Trois députés du PSOL, parti d'extrême gauche, ont brandi une valise de billets arborant le visage de Michel Temer, en référence à l'arrestation en mai d'un proche du président en possession d'une valise de coupures qui lui aurait été destinée.

M. Temer est accusé de s'être "prévalu de sa condition de chef d'État" pour recevoir 500.000 réais (environ 140.000 euros) de pots-de-vin de la part du géant de la viande JBS, impliqué dans le gigantesque scandale de corruption qui touche le Brésil.

"Un voleur est un voleur et doit être traité comme tel", a scandé le député Major Olimpio, du parti Solidariedade, dans un discours passionné.

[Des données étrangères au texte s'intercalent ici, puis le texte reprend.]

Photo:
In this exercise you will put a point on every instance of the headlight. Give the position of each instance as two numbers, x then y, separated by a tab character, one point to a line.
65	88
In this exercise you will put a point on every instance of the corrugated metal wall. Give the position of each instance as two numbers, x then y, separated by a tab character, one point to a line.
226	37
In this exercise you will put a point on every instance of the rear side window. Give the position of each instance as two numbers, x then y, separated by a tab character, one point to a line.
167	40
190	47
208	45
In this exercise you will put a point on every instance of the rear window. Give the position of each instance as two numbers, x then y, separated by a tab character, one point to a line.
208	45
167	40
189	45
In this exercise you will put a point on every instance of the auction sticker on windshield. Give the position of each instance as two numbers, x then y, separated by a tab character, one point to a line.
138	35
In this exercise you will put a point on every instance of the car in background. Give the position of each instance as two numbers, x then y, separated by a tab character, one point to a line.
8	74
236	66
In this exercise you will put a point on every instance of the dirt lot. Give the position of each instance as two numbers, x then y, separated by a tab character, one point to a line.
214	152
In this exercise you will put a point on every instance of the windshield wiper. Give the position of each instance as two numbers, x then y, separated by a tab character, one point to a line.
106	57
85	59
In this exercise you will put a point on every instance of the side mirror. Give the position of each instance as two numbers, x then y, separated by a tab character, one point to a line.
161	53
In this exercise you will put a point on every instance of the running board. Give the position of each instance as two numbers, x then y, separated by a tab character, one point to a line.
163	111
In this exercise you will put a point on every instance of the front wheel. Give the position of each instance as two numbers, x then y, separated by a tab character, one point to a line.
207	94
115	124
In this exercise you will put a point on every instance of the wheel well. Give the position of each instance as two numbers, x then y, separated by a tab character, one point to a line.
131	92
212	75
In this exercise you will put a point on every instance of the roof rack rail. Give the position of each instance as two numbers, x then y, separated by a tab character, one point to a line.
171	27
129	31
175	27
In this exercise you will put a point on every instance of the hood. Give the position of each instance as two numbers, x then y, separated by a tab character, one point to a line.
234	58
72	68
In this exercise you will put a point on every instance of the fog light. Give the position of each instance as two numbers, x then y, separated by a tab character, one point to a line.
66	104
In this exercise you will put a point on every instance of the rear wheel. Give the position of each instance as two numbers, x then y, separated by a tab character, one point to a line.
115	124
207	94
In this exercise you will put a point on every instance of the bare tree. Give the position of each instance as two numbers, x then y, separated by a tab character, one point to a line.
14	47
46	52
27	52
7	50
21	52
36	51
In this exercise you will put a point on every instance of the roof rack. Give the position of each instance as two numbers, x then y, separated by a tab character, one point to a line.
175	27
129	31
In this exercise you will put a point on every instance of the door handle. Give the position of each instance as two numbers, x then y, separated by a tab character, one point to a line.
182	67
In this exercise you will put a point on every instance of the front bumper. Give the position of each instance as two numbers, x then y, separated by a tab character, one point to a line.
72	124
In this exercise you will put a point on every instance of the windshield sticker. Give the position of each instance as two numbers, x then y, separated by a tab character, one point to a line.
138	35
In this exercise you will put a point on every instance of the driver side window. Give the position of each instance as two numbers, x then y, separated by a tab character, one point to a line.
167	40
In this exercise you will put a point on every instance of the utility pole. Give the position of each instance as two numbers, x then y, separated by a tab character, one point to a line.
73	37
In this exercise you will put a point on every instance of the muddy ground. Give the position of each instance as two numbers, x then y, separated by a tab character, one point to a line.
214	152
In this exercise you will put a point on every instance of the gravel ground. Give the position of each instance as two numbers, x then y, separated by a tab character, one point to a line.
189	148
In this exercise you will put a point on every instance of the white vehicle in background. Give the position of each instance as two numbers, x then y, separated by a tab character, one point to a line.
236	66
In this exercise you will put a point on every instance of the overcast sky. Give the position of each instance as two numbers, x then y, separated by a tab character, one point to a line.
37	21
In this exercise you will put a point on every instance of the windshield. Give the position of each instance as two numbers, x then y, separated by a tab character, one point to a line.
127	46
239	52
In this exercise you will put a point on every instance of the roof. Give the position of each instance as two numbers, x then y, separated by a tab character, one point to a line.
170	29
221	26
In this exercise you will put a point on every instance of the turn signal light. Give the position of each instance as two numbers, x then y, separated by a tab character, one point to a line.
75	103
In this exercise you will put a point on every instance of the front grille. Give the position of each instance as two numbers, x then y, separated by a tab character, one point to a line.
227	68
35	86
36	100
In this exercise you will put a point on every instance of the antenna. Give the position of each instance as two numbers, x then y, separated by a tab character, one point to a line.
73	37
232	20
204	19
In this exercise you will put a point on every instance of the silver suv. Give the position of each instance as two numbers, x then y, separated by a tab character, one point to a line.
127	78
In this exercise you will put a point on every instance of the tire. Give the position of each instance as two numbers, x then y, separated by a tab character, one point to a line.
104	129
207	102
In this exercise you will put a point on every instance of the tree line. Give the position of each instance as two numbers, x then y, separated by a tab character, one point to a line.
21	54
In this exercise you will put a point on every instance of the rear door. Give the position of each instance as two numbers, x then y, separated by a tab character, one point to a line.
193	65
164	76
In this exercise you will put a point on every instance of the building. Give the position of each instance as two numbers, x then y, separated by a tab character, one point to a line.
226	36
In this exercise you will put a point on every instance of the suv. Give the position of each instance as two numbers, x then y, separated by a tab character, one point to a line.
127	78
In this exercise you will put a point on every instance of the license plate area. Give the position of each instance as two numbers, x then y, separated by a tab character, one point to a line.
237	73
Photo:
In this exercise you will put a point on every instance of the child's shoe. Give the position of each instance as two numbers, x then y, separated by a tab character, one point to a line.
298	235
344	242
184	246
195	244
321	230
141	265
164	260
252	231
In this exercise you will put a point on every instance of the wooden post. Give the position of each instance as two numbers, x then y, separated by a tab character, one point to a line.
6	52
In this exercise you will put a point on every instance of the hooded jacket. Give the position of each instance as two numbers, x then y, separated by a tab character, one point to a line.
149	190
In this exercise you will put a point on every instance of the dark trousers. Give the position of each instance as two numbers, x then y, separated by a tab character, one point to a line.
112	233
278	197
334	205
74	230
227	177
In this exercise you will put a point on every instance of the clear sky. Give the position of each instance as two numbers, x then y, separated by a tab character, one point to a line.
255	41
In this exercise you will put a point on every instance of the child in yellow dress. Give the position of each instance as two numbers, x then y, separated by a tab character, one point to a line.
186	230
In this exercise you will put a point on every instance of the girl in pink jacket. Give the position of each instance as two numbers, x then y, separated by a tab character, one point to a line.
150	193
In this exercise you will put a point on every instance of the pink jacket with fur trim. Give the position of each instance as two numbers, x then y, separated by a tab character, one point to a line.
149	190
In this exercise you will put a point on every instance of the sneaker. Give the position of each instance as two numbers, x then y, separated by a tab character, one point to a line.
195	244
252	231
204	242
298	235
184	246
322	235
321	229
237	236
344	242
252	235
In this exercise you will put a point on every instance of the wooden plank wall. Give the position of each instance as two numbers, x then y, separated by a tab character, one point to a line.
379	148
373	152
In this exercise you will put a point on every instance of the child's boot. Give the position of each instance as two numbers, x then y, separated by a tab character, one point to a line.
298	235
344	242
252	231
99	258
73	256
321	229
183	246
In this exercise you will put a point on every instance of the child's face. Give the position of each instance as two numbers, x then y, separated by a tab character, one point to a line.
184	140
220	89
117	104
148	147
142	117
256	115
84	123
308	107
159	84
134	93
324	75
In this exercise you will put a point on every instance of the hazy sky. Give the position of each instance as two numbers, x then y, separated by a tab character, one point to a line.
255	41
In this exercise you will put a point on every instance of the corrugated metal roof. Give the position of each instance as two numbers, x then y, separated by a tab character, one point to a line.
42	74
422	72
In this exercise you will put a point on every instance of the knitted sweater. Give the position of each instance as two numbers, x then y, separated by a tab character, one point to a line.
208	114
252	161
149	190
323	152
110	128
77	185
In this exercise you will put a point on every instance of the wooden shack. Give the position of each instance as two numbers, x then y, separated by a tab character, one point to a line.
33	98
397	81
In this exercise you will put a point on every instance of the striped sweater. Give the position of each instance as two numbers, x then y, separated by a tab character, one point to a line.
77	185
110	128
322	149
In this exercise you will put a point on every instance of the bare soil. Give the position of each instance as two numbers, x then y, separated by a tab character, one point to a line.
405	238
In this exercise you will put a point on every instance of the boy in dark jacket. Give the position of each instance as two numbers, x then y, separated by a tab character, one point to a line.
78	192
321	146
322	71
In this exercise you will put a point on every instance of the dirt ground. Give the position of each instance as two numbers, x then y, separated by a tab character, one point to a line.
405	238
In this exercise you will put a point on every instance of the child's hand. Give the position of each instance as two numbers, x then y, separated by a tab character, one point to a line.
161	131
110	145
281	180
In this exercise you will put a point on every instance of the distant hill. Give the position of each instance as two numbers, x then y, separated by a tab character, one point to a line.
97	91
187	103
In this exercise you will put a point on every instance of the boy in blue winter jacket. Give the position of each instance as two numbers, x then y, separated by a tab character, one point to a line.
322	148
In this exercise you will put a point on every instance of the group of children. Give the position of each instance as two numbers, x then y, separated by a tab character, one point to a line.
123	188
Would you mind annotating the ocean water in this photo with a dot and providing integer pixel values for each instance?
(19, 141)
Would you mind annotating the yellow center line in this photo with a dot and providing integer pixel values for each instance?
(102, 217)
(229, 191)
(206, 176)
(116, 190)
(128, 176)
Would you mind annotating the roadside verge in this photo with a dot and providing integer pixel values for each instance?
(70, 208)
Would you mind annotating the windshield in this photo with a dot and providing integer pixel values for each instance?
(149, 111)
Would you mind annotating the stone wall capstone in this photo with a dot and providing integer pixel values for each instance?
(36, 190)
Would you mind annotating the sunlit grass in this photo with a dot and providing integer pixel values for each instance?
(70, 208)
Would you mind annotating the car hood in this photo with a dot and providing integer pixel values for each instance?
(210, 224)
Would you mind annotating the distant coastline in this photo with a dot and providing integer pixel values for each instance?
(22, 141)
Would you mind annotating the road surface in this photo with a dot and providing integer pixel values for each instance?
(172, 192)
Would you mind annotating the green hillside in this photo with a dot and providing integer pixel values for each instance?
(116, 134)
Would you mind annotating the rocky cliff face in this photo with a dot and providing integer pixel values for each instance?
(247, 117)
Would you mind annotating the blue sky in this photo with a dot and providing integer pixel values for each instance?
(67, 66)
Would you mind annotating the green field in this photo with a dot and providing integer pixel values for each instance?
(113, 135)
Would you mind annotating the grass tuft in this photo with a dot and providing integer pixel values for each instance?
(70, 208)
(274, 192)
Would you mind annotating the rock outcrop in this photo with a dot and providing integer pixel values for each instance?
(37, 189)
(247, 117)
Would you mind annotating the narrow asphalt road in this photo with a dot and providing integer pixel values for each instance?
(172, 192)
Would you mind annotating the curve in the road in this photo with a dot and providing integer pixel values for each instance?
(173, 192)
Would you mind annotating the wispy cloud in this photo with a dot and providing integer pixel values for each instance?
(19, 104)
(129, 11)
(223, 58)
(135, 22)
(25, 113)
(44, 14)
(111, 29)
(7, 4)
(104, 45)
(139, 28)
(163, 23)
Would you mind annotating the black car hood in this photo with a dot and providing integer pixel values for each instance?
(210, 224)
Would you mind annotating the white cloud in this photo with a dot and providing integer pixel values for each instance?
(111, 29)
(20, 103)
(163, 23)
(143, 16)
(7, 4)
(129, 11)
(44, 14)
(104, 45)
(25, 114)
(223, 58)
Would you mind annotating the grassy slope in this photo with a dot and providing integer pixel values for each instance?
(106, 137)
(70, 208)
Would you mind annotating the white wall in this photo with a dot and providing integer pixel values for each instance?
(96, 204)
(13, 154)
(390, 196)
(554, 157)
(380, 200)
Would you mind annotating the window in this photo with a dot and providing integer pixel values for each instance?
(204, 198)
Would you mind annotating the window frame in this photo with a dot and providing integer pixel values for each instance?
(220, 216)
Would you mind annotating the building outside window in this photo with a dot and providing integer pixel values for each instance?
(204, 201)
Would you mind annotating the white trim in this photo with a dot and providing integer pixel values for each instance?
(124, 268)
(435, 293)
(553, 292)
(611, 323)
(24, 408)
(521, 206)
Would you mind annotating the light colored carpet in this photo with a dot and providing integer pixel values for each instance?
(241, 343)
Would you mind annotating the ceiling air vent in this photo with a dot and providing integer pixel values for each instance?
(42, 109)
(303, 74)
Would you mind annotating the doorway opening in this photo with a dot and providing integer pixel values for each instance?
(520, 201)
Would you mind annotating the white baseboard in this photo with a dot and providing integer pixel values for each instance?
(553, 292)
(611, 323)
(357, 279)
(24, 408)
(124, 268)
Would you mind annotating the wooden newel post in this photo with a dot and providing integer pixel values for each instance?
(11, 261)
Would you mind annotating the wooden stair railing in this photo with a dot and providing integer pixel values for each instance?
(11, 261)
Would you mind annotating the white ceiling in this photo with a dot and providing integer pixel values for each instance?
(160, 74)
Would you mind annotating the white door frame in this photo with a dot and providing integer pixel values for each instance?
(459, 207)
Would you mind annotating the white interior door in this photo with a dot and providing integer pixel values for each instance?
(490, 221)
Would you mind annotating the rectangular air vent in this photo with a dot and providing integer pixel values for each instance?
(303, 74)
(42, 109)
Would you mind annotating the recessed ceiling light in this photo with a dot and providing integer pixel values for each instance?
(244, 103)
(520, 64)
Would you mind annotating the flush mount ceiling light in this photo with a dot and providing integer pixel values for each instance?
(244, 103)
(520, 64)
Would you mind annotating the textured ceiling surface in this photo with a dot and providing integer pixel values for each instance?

Le camp pro-Temer rejetait pour sa part les accusations, qualifiées des "fictions", et brandissait des scénarios catastrophe pour un pays qui donne de premiers signes de reprise économique.

- Grandes manoeuvres -

Le président n'a pas ménagé ses efforts ces dernières semaines pour s'assurer du soutien d'une majorité de députés.

La presse a fait état de grandes manoeuvres des conservateurs pour s'assurer que le vote aurait bien lieu, face aux menaces de boycott de l'opposition. Des ministres ont été réquisitionnés pour aller voter à la Chambre, et de nombreuses faveurs auraient été accordées à des députés.

"Pour rester au pouvoir, Temer a sans doute dépensé autant que le PSG pour le transfert de Neymar", a ironisé Chico Alencar, député du PSOL, en référence à la clause libératoire de 222 millions d'euros que le club doit payer au FC Barcelone pour s'attacher les services du joueur brésilien.

L'avenir du footballeur était d'ailleurs plus commenté par les Brésiliens sur les réseaux sociaux que celui du président Temer, tandis que le calme régnait dans la capitale Brasilia.